The Leadership Pause

As an executive coach, I’ve read many (probably too many) books on leadership. After a while, they all seem to converge, leading the reader through the same laundry list of presentation skills, catch phrases, and power gestures that promise to show us how to inspire others to work together toward common goals. Looking back some months later, it’s often difficult for me to recall what it was exactly that distinguished any one of these leadership books from the others. 

This likely won’t be the case for readers of Dr. Chris Johnson’s The Leadership Pause. Johnson’s counterintuitive argument is that it’s not what you do that makes you an effective leader but rather what you don’t do. If most leadership books are based on the law of addition – do more of this or that to become a more effective leader – Johnson’s book is based instead on the law of subtraction, in the sense that it urges us to do less by slowing down and focusing our full and undivided attention on those few moments that matter most in our professional and personal interactions with others. 
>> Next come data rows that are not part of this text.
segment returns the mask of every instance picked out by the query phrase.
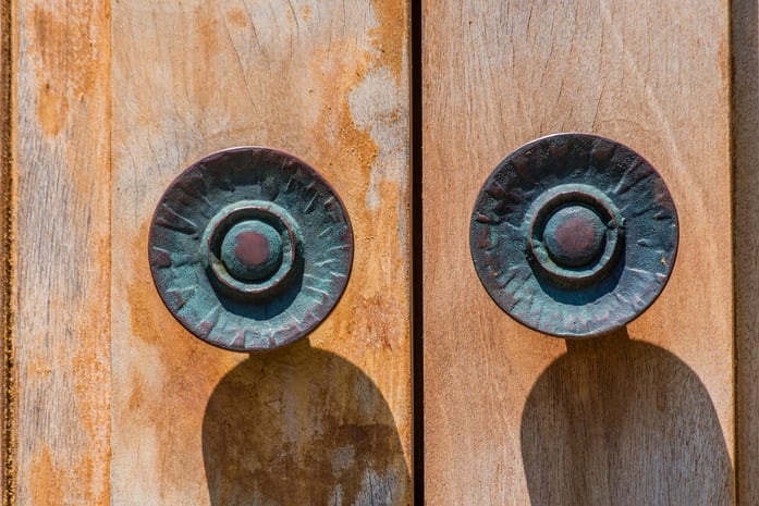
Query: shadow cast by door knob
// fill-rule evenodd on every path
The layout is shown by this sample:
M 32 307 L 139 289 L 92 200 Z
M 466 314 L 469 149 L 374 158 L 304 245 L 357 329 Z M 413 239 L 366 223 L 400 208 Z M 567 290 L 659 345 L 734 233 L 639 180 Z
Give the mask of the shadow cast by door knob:
M 685 362 L 624 329 L 567 348 L 522 418 L 531 506 L 733 504 L 717 411 Z
M 308 340 L 252 355 L 217 385 L 203 452 L 211 504 L 405 505 L 411 477 L 384 398 Z

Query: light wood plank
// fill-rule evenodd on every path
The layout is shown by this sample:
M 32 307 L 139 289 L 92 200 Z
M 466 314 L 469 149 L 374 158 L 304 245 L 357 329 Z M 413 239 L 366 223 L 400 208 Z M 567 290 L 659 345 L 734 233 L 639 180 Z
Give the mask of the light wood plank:
M 110 501 L 108 2 L 13 3 L 15 503 Z
M 406 2 L 113 4 L 113 502 L 394 504 L 411 481 Z M 163 188 L 227 147 L 290 151 L 344 200 L 351 282 L 307 341 L 250 358 L 160 303 Z
M 428 503 L 732 504 L 727 2 L 440 0 L 423 16 Z M 681 218 L 660 299 L 571 345 L 502 313 L 468 251 L 495 164 L 567 131 L 645 156 Z
M 14 396 L 13 370 L 13 9 L 8 1 L 0 2 L 0 483 L 3 505 L 10 503 L 15 491 L 13 482 Z

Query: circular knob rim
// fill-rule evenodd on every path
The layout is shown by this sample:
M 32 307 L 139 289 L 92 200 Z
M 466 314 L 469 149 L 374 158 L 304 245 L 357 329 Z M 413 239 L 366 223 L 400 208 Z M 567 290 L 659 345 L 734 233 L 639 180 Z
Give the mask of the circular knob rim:
M 595 209 L 607 226 L 604 252 L 590 266 L 559 264 L 541 235 L 555 209 L 574 205 Z M 475 270 L 493 301 L 564 338 L 607 334 L 648 309 L 672 274 L 678 239 L 672 196 L 653 166 L 627 146 L 583 133 L 541 137 L 509 155 L 482 185 L 469 229 Z
M 278 269 L 260 280 L 235 276 L 222 258 L 229 251 L 220 251 L 246 220 L 280 233 Z M 347 285 L 353 251 L 351 221 L 332 186 L 303 160 L 259 146 L 191 164 L 163 192 L 148 233 L 150 273 L 172 316 L 206 343 L 244 353 L 316 329 Z

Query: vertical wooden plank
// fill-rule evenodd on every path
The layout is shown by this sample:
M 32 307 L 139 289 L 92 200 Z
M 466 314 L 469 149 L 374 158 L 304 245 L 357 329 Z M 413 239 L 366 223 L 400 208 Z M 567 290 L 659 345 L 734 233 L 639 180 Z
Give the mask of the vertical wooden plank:
M 411 497 L 406 2 L 113 4 L 113 502 L 393 504 Z M 241 356 L 152 287 L 163 188 L 222 148 L 313 164 L 355 235 L 307 340 Z
M 732 2 L 738 504 L 759 504 L 759 3 Z
M 425 476 L 430 504 L 732 504 L 727 2 L 425 1 Z M 480 286 L 468 219 L 522 144 L 620 140 L 681 217 L 626 330 L 564 343 Z
M 15 504 L 108 504 L 109 8 L 15 5 Z
M 14 395 L 13 374 L 13 8 L 10 1 L 0 2 L 0 483 L 3 505 L 10 504 L 15 491 L 13 477 Z

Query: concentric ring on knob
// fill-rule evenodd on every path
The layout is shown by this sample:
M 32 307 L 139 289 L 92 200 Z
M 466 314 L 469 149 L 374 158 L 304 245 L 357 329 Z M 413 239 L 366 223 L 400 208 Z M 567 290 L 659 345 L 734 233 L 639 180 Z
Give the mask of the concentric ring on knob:
M 506 157 L 477 197 L 470 248 L 490 297 L 561 337 L 617 329 L 664 288 L 677 213 L 657 171 L 589 134 L 534 140 Z
M 216 152 L 161 197 L 148 237 L 161 299 L 209 344 L 257 351 L 314 330 L 340 299 L 353 232 L 332 187 L 269 148 Z
M 218 287 L 230 297 L 255 300 L 286 286 L 298 269 L 303 238 L 280 206 L 241 201 L 222 209 L 206 227 L 204 244 Z
M 556 283 L 598 281 L 614 266 L 624 235 L 616 206 L 589 185 L 553 187 L 525 217 L 529 254 Z

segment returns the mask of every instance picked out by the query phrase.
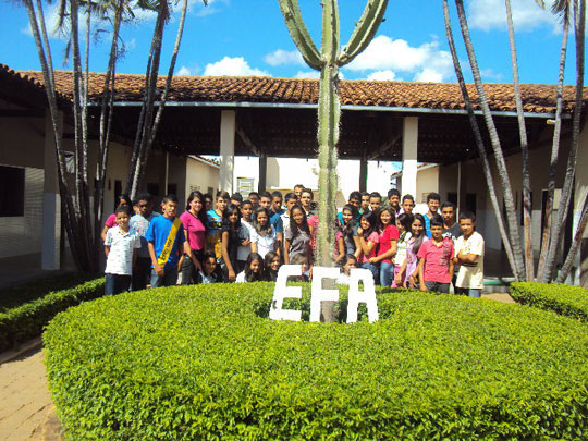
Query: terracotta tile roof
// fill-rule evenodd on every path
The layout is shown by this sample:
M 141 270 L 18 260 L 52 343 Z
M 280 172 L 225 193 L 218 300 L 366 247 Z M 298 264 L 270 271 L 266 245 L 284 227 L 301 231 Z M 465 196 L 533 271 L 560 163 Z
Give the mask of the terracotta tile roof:
M 42 84 L 42 74 L 23 71 L 20 75 L 36 84 Z M 90 74 L 89 94 L 93 99 L 100 96 L 105 74 Z M 163 87 L 166 77 L 160 76 L 158 87 Z M 138 74 L 117 74 L 118 101 L 139 101 L 143 97 L 145 76 Z M 60 93 L 71 95 L 72 73 L 56 72 L 56 83 Z M 488 83 L 486 91 L 492 110 L 515 111 L 512 84 Z M 293 79 L 258 76 L 175 76 L 169 94 L 171 101 L 208 102 L 279 102 L 316 103 L 318 100 L 318 79 Z M 470 96 L 477 105 L 474 85 L 468 85 Z M 524 109 L 534 113 L 555 111 L 555 86 L 544 84 L 522 85 Z M 585 102 L 588 100 L 588 88 Z M 382 81 L 341 82 L 342 105 L 465 109 L 462 94 L 454 83 L 407 83 Z M 574 87 L 564 87 L 564 110 L 574 107 Z

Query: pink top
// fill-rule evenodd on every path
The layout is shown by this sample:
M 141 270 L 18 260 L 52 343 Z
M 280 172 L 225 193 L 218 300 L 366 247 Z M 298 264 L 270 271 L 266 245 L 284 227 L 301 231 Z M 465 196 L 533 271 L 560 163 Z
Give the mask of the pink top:
M 191 249 L 200 250 L 205 247 L 206 228 L 203 222 L 189 211 L 180 215 L 180 220 L 184 224 L 186 237 Z
M 109 229 L 117 226 L 117 213 L 113 212 L 112 215 L 110 215 L 105 222 L 105 225 L 107 225 Z
M 390 250 L 390 242 L 391 241 L 397 241 L 399 240 L 399 230 L 394 225 L 388 225 L 380 234 L 379 234 L 379 243 L 380 243 L 380 249 L 378 249 L 378 256 L 381 256 L 384 253 L 388 253 Z M 392 264 L 392 259 L 383 259 L 380 260 L 382 264 Z
M 419 259 L 425 259 L 426 282 L 451 283 L 449 265 L 454 257 L 451 238 L 443 237 L 440 246 L 436 245 L 433 241 L 424 242 L 417 256 Z
M 377 231 L 375 231 L 373 233 L 371 233 L 368 236 L 367 242 L 378 244 L 379 240 L 380 240 L 380 234 Z M 371 252 L 369 254 L 367 254 L 367 255 L 362 252 L 362 254 L 359 255 L 359 264 L 365 264 L 365 262 L 367 262 L 369 260 L 370 257 L 376 256 L 376 248 L 377 248 L 377 246 L 373 246 L 371 248 Z

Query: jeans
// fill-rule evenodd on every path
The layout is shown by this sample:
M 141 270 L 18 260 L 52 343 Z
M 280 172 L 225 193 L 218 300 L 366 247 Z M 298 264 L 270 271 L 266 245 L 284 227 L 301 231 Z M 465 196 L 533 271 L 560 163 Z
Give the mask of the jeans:
M 392 286 L 394 280 L 394 264 L 380 264 L 380 284 L 382 286 Z
M 427 286 L 427 291 L 436 291 L 438 293 L 444 293 L 449 294 L 449 283 L 439 283 L 439 282 L 429 282 L 425 281 L 425 286 Z
M 163 275 L 157 275 L 151 269 L 151 287 L 175 286 L 177 283 L 177 268 L 174 266 L 164 270 Z
M 467 295 L 468 297 L 479 297 L 481 295 L 481 290 L 475 287 L 455 287 L 455 294 Z
M 105 294 L 112 295 L 128 291 L 128 289 L 131 287 L 132 279 L 133 278 L 131 275 L 107 273 L 105 282 Z
M 378 278 L 378 266 L 370 264 L 369 261 L 366 261 L 365 264 L 362 264 L 362 268 L 368 269 L 371 271 L 371 275 L 373 275 L 373 283 L 379 284 L 378 282 L 380 279 Z
M 139 257 L 133 270 L 133 291 L 145 290 L 151 274 L 151 258 Z

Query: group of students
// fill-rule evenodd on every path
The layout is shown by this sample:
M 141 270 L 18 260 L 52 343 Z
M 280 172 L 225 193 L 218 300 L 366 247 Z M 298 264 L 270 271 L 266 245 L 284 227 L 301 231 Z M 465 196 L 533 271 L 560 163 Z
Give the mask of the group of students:
M 454 292 L 479 296 L 483 285 L 483 238 L 470 212 L 427 197 L 428 211 L 413 213 L 413 196 L 388 192 L 353 192 L 338 215 L 333 260 L 339 283 L 353 268 L 371 271 L 384 286 Z M 177 216 L 177 198 L 126 196 L 105 224 L 108 294 L 175 284 L 275 281 L 281 265 L 301 265 L 313 274 L 318 216 L 314 193 L 304 185 L 282 197 L 280 192 L 252 192 L 245 199 L 219 191 L 192 192 Z M 439 213 L 441 210 L 441 215 Z

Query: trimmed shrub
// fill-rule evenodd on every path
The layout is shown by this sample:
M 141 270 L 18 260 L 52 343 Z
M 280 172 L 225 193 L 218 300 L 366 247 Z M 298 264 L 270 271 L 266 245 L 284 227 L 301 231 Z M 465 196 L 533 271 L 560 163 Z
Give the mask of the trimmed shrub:
M 523 305 L 588 321 L 588 290 L 559 283 L 511 283 L 511 296 Z
M 77 282 L 75 277 L 74 282 Z M 0 313 L 0 352 L 40 335 L 44 327 L 70 306 L 102 296 L 105 279 L 57 292 L 50 292 L 46 286 L 46 292 L 42 297 Z
M 68 290 L 93 279 L 96 279 L 96 275 L 86 272 L 68 272 L 0 290 L 0 314 L 25 303 L 45 297 L 51 292 Z
M 57 316 L 44 339 L 65 437 L 587 437 L 584 323 L 429 293 L 381 293 L 371 324 L 271 321 L 272 291 L 159 289 Z

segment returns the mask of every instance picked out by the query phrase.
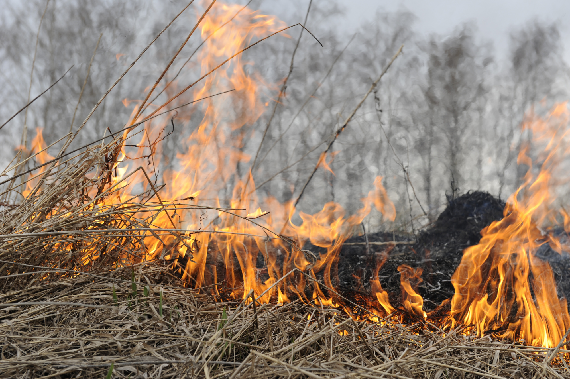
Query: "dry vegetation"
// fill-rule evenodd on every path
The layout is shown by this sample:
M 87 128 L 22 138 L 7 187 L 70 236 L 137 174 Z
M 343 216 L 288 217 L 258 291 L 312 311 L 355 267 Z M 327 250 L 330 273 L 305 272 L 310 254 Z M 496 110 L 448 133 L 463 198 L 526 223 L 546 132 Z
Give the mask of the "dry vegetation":
M 299 301 L 254 311 L 155 265 L 134 269 L 133 282 L 121 267 L 3 294 L 16 304 L 2 312 L 2 377 L 103 377 L 111 364 L 107 377 L 568 377 L 568 351 L 355 322 Z
M 3 173 L 0 377 L 570 376 L 570 351 L 559 348 L 498 341 L 492 333 L 477 338 L 422 321 L 356 321 L 299 300 L 222 302 L 188 288 L 164 260 L 145 260 L 143 239 L 152 234 L 184 243 L 188 231 L 174 223 L 151 227 L 152 221 L 175 206 L 207 207 L 163 202 L 146 173 L 145 191 L 109 201 L 124 184 L 113 182 L 113 165 L 136 130 L 64 153 L 70 135 L 56 158 L 28 170 L 17 163 Z M 14 202 L 11 194 L 26 181 L 31 191 Z

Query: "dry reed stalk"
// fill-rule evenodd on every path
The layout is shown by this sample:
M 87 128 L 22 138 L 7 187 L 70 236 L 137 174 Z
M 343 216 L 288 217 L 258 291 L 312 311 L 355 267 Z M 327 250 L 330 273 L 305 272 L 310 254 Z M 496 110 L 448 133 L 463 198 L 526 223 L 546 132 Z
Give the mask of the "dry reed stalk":
M 134 291 L 133 273 L 140 283 Z M 0 377 L 101 377 L 111 364 L 115 378 L 553 378 L 570 373 L 564 361 L 570 351 L 559 351 L 545 366 L 552 349 L 455 331 L 442 335 L 421 322 L 357 323 L 337 309 L 299 301 L 263 304 L 254 312 L 251 302 L 212 302 L 183 284 L 167 268 L 142 263 L 132 270 L 108 268 L 97 278 L 67 275 L 4 292 Z
M 153 223 L 160 214 L 211 209 L 260 225 L 231 212 L 239 210 L 164 202 L 162 187 L 141 167 L 115 182 L 121 148 L 142 122 L 112 133 L 107 143 L 64 154 L 78 130 L 56 159 L 0 183 L 32 175 L 24 182 L 32 190 L 4 206 L 0 225 L 0 377 L 570 377 L 570 351 L 458 335 L 423 321 L 404 325 L 397 317 L 357 322 L 340 309 L 300 299 L 256 304 L 263 294 L 222 302 L 206 287 L 188 288 L 162 260 L 148 255 L 144 239 L 160 241 L 164 255 L 189 234 L 217 231 L 177 229 L 173 223 L 158 228 Z M 139 170 L 150 188 L 118 198 Z M 5 198 L 15 190 L 9 187 Z M 267 236 L 254 237 L 274 238 L 262 230 Z M 295 271 L 308 276 L 295 268 L 275 284 Z M 366 309 L 356 308 L 367 318 Z

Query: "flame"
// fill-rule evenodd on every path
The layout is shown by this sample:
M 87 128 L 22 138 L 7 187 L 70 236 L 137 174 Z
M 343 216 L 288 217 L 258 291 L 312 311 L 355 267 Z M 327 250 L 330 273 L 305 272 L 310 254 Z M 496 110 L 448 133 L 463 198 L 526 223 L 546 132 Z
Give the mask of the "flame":
M 479 244 L 465 251 L 452 277 L 454 324 L 472 325 L 478 335 L 496 330 L 511 339 L 519 337 L 527 344 L 549 348 L 570 328 L 566 299 L 559 298 L 552 268 L 537 256 L 541 247 L 549 246 L 559 253 L 570 248 L 546 232 L 560 219 L 568 219 L 553 205 L 557 190 L 566 182 L 561 178 L 561 164 L 570 147 L 568 115 L 564 103 L 546 119 L 531 115 L 524 123 L 523 130 L 532 133 L 532 143 L 543 148 L 535 160 L 538 169 L 533 166 L 527 144 L 518 162 L 528 169 L 507 202 L 504 218 L 481 231 Z
M 283 26 L 275 17 L 218 2 L 199 25 L 203 46 L 195 69 L 200 75 L 209 72 L 253 41 Z M 280 203 L 271 196 L 258 195 L 253 175 L 250 170 L 244 170 L 251 157 L 243 148 L 254 132 L 251 125 L 273 101 L 271 95 L 278 89 L 254 71 L 246 69 L 253 63 L 238 55 L 172 101 L 173 106 L 182 105 L 221 90 L 235 89 L 231 96 L 211 97 L 192 108 L 181 108 L 176 123 L 183 125 L 185 133 L 181 135 L 188 137 L 177 141 L 182 148 L 175 162 L 160 160 L 164 152 L 161 141 L 170 125 L 174 127 L 174 119 L 157 117 L 144 123 L 136 149 L 127 146 L 128 131 L 125 132 L 125 142 L 112 157 L 101 164 L 100 174 L 86 180 L 103 181 L 103 171 L 112 174 L 104 177 L 107 181 L 89 190 L 100 191 L 117 186 L 97 206 L 112 205 L 117 209 L 124 199 L 139 193 L 135 188 L 156 195 L 164 210 L 149 218 L 152 218 L 148 221 L 149 229 L 180 229 L 185 232 L 183 238 L 177 239 L 172 235 L 159 238 L 148 231 L 137 247 L 141 252 L 136 259 L 166 263 L 188 286 L 209 291 L 214 299 L 223 295 L 244 299 L 253 290 L 262 303 L 276 301 L 282 305 L 291 299 L 299 299 L 319 307 L 337 307 L 352 316 L 348 304 L 335 294 L 335 284 L 340 282 L 340 250 L 372 211 L 373 205 L 385 221 L 395 219 L 396 208 L 382 185 L 382 177 L 376 178 L 374 189 L 361 199 L 363 206 L 355 214 L 347 215 L 340 204 L 331 202 L 314 214 L 299 211 L 300 225 L 294 222 L 298 219 L 294 217 L 297 210 L 292 202 Z M 165 87 L 169 99 L 178 93 L 177 86 L 174 82 Z M 149 91 L 147 88 L 145 92 Z M 133 105 L 131 124 L 140 121 L 139 101 L 125 99 L 123 103 L 125 107 Z M 153 104 L 149 107 L 158 108 Z M 529 167 L 524 182 L 509 198 L 504 218 L 483 229 L 479 243 L 464 251 L 452 278 L 455 294 L 450 301 L 451 311 L 442 323 L 446 322 L 451 327 L 467 325 L 467 332 L 473 331 L 479 336 L 494 331 L 511 340 L 523 338 L 528 344 L 546 347 L 558 344 L 570 327 L 566 300 L 559 298 L 552 270 L 538 255 L 541 247 L 549 246 L 559 254 L 570 251 L 567 240 L 552 231 L 561 226 L 570 233 L 570 215 L 564 210 L 554 210 L 557 189 L 567 184 L 560 178 L 559 172 L 563 168 L 565 155 L 570 151 L 568 118 L 567 104 L 560 104 L 546 119 L 531 115 L 523 125 L 523 129 L 532 135 L 532 145 L 542 146 L 542 152 L 534 161 L 530 143 L 521 149 L 518 162 Z M 39 153 L 45 146 L 42 131 L 38 129 L 32 152 Z M 323 153 L 318 161 L 333 174 L 330 165 L 336 154 Z M 152 164 L 148 161 L 144 171 L 133 170 L 139 165 L 137 160 L 149 157 L 153 158 Z M 36 157 L 39 163 L 52 158 L 46 152 Z M 158 180 L 157 168 L 161 167 L 170 169 L 161 174 L 168 185 L 161 189 L 159 197 L 150 178 Z M 35 176 L 27 179 L 25 196 L 41 185 L 38 177 L 46 169 L 40 169 Z M 89 195 L 93 198 L 95 194 Z M 200 198 L 197 198 L 198 196 Z M 139 200 L 144 201 L 142 198 Z M 196 205 L 203 206 L 193 207 Z M 97 214 L 97 209 L 93 206 L 87 210 Z M 262 209 L 270 209 L 271 213 Z M 282 239 L 270 235 L 268 230 L 276 231 Z M 317 256 L 302 250 L 307 242 L 321 248 Z M 63 245 L 62 248 L 72 248 L 71 244 Z M 372 293 L 365 301 L 371 315 L 356 319 L 378 322 L 379 317 L 400 311 L 429 318 L 418 294 L 421 268 L 405 264 L 398 267 L 403 309 L 390 304 L 378 272 L 393 248 L 393 246 L 377 253 L 370 279 Z M 96 260 L 99 254 L 94 248 L 86 251 L 83 263 Z M 129 260 L 134 259 L 125 253 L 120 261 L 132 263 Z M 298 270 L 291 274 L 295 268 Z M 312 278 L 319 274 L 324 286 L 307 280 L 299 271 Z M 223 284 L 220 286 L 221 279 Z
M 402 287 L 402 305 L 408 313 L 425 319 L 427 315 L 422 309 L 424 299 L 417 293 L 418 286 L 424 281 L 421 278 L 424 269 L 420 267 L 412 268 L 407 264 L 401 264 L 398 266 L 398 271 Z

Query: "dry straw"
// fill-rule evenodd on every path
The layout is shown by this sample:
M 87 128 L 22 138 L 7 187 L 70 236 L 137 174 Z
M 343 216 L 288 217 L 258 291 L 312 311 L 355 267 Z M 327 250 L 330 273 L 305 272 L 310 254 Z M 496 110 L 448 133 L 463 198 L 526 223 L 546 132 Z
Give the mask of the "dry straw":
M 185 243 L 192 232 L 154 220 L 174 207 L 204 207 L 165 203 L 141 167 L 113 182 L 121 146 L 140 123 L 66 153 L 78 131 L 56 159 L 2 173 L 0 377 L 570 377 L 565 341 L 527 347 L 422 321 L 356 321 L 300 300 L 256 304 L 250 294 L 221 302 L 188 288 L 164 261 L 145 260 L 142 241 L 153 235 L 163 251 Z M 146 190 L 109 203 L 139 171 Z M 16 179 L 28 174 L 31 191 L 15 201 L 22 198 Z

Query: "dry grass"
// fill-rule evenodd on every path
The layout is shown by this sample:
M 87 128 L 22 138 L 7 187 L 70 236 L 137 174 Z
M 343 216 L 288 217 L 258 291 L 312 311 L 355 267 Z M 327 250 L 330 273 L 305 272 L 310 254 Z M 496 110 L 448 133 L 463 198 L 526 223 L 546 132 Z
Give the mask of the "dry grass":
M 570 377 L 568 351 L 356 323 L 298 301 L 254 312 L 251 301 L 216 302 L 182 284 L 166 269 L 139 264 L 0 295 L 0 376 L 105 377 L 112 364 L 108 377 Z
M 189 232 L 154 221 L 203 207 L 164 203 L 141 168 L 124 180 L 144 173 L 142 193 L 109 201 L 127 182 L 113 182 L 113 169 L 136 130 L 64 155 L 69 137 L 57 159 L 25 170 L 30 157 L 19 156 L 2 173 L 0 377 L 570 377 L 569 351 L 188 288 L 161 257 L 146 260 L 143 239 L 160 240 L 164 255 Z M 26 182 L 31 192 L 14 202 Z

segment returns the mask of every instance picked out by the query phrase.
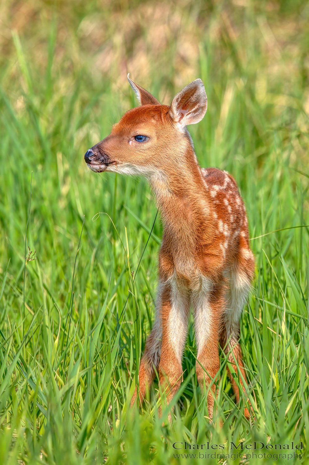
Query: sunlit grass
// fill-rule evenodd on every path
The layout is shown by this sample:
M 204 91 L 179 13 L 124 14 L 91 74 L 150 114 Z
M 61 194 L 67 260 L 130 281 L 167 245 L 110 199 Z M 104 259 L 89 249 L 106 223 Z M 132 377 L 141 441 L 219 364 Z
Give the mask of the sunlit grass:
M 309 15 L 304 4 L 287 12 L 276 3 L 237 4 L 101 11 L 90 4 L 75 11 L 68 2 L 63 17 L 40 7 L 34 38 L 14 31 L 8 39 L 0 74 L 0 463 L 200 462 L 176 458 L 185 452 L 173 449 L 176 441 L 306 447 Z M 165 29 L 156 29 L 164 18 Z M 118 28 L 133 20 L 125 49 Z M 163 45 L 154 41 L 160 31 Z M 93 69 L 95 40 L 105 71 Z M 203 80 L 208 109 L 189 128 L 198 157 L 235 177 L 251 237 L 259 236 L 251 241 L 256 277 L 241 325 L 249 422 L 244 399 L 235 403 L 223 353 L 223 427 L 206 418 L 192 320 L 173 424 L 158 418 L 157 381 L 142 410 L 129 408 L 136 358 L 154 321 L 160 215 L 155 221 L 144 180 L 94 174 L 83 160 L 136 104 L 125 59 L 132 78 L 164 103 L 188 80 Z M 26 266 L 25 246 L 33 259 Z

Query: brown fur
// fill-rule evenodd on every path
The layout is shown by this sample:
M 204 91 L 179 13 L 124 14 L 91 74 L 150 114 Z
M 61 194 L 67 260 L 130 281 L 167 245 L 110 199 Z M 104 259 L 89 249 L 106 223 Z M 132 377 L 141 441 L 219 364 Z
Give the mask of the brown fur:
M 96 172 L 145 175 L 162 214 L 157 319 L 141 362 L 140 399 L 144 399 L 155 370 L 168 403 L 178 390 L 191 306 L 201 388 L 204 379 L 207 387 L 216 379 L 219 343 L 226 353 L 230 352 L 229 361 L 237 371 L 235 357 L 246 383 L 239 319 L 254 259 L 245 209 L 235 180 L 219 169 L 200 167 L 186 127 L 205 114 L 204 86 L 197 80 L 168 106 L 129 80 L 141 106 L 127 112 L 110 134 L 87 152 L 85 159 Z M 136 141 L 139 134 L 146 135 L 147 141 Z M 238 401 L 237 385 L 229 373 Z M 214 383 L 212 389 L 214 393 Z M 132 405 L 137 395 L 135 389 Z M 210 392 L 207 404 L 211 418 L 214 397 Z M 245 414 L 249 416 L 247 409 Z

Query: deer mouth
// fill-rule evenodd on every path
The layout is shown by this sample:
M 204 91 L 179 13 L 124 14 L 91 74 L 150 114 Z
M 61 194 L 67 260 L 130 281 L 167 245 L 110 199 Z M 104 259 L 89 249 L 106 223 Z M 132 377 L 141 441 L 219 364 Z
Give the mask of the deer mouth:
M 84 159 L 88 167 L 96 173 L 105 171 L 109 165 L 115 163 L 110 159 L 106 153 L 96 153 L 91 148 L 85 153 Z

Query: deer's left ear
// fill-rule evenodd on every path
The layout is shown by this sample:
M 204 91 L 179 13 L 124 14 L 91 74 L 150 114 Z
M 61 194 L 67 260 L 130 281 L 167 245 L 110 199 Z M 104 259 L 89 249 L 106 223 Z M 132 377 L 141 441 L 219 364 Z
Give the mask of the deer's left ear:
M 132 79 L 130 79 L 129 73 L 128 74 L 128 80 L 130 83 L 131 87 L 136 94 L 136 97 L 141 105 L 160 105 L 159 102 L 155 99 L 153 95 L 152 95 L 149 92 L 148 92 L 145 89 L 135 84 L 133 82 Z
M 181 127 L 195 124 L 204 118 L 207 110 L 207 95 L 201 79 L 186 86 L 173 99 L 169 113 Z

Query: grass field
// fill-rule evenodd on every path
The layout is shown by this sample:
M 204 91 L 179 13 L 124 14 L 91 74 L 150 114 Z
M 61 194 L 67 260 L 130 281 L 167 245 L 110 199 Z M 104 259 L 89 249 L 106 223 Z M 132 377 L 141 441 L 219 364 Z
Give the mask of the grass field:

In his book Why Buddhism is True, evolutionary psychologist Robert Wright argues that evolution has no interest whatsoever in facilitating our happiness as a species – its only goal is to ensure our safety and security so that we can live long enough “to get our genes into the next generation.” In fact, it is this obsession with safety and security that makes it impossible for us to achieve any kind of long-term happiness or meaning in life – or, one might add, that makes it impossible for us to lead others effectively. This argument lies at the very heart of The Leadership Pause

Johnson writes that when leaders are struggling with the stressors of modern social, economic, and political life, their bodies react in exactly the same way that our ancestors’ bodies did when they were trying to escape the claws of a sabretooth tiger. Our brains, as highly evolved as they are, cannot yet distinguish between a physical and a social threat, with the result that our bodies react to a social threat as if our very lives were at stake. 

The only way to prevent us from reacting (usually, in unskillful ways) out of these deeply held biologically and socially conditioned habits is to interrupt the operation of our sympathetic nervous system, which drives us to fight or flee in reaction to a perceived threat. As the title of Johnson’s book suggests, the best way for leaders to avoid falling victim to what Daniel Goleman calls an “amygdala hijack” is by taking a few seconds to pause, step back from the event that has triggered our emotional response, and reflect on other ways we might respond to the situation that would create less stress and therefore cause less damage to our social surround. It is only by becoming what meditation teacher Jack Kornfield describes as “a wise observer of our own experience” that we are able to transcend our bad habits. Simple to say, but not so easy to practice. 

How do we actually change our behavior to become more intentional, thoughtful leaders? Johnson argues that key to incorporating periodic pauses into our daily routines is the rigorous discipline of deliberate practice, a methodology for building expertise through the guided repetition of skills that push us to the very edge of our zone of competence. Extensive research shows that this is how we learn and grow as individuals into adulthood. As Johnson observes, it is also how we grow and develop as leaders.

The Leadership Pause has a lot to recommend it. It offers a number of simple exercises for helping leaders avoid what most often gets them into trouble in their organizations because of their bad behavior. Johnson writes with extraordinary clarity and grace, and her leadership voice is in large part a consequence of her long practice of the martial art of aikido and her extensive training as a clinical psychologist. I highly recommend this book to those of us who would like to lead with greater impact and to those of us who coach others toward achieving this same ambition.